Czym jest scam Forex?
Scam z angielskiego w tłumaczeniu dosłownym oznacza „oszustwo”. Scam Forex to nic innego jak metoda polegająca na wyłudzeniu pieniędzy i/lub danych osobowych pod przykrywką działalności brokera Forex, czyli oferowania usług inwestycyjnych na rynku walutowym. Coraz częściej wykorzystywane są także usługi związane z rynkiem akcji, ETF, metali szlachetnych, kryptowalut, a także zarządzania kapitałem (asset management).

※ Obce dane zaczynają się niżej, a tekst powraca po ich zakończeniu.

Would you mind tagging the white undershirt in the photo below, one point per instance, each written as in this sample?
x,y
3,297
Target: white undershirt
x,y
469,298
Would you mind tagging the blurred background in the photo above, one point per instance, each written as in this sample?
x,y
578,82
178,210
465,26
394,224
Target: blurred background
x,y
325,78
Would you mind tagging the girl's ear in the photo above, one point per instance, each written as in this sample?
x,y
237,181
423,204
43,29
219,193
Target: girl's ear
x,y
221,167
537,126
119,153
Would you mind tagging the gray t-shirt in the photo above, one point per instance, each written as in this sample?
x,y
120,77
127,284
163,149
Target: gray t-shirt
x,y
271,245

Scammerzy to czasem pojedyncze osoby ale bardzo często to zorganizowana grupa, która tworzy wieloosobowe call center, mające na celu maksymalnie wykorzystać swój „potencjał” w jak najkrótszym czasie. „Długość życia” scamu z reguły nie przekracza kilku miesięcy. Po wyjściu na jaw, iż dany „podmiot” trudni się w nielegalnym procederze, jego skuteczność spada na skutek pojawiających się negatywnych opinii w internecie oraz oficjalnych ostrzeżeń regulatorów (o tym w dalszej części artykułu). Bardzo często wtedy następuje tzw. rebranding (powstanie nowej nazwy i strony internetowej) i na miejsce firmy X, niczym po odcięciu hydrze głowy, wchodzą dwie inne – Y i Z – które prowadzone są przez te same osoby.
Oszustwa na rynku Forex i kryptowalut
Jak wspomnieliśmy na początku, metod oszustw jest wiele, a sam biznes jest na tyle lukratywny, iż wciąż wymyślane są kolejne. Można jednak wyszczególnić kilka najbardziej popularnych sposobów, które mimo upływu lat, cały czas okazują się skuteczne. Zacznijmy jednak od tego w jaki sposób scammerzy znajdują swoje ofiary.
Kontakt z nieświadomym inwestorem zwykle następuje poprzez:
- telefon,
- e-mail,
- social media i komunikatory (Whatsapp, Discord, Telegram, Skype).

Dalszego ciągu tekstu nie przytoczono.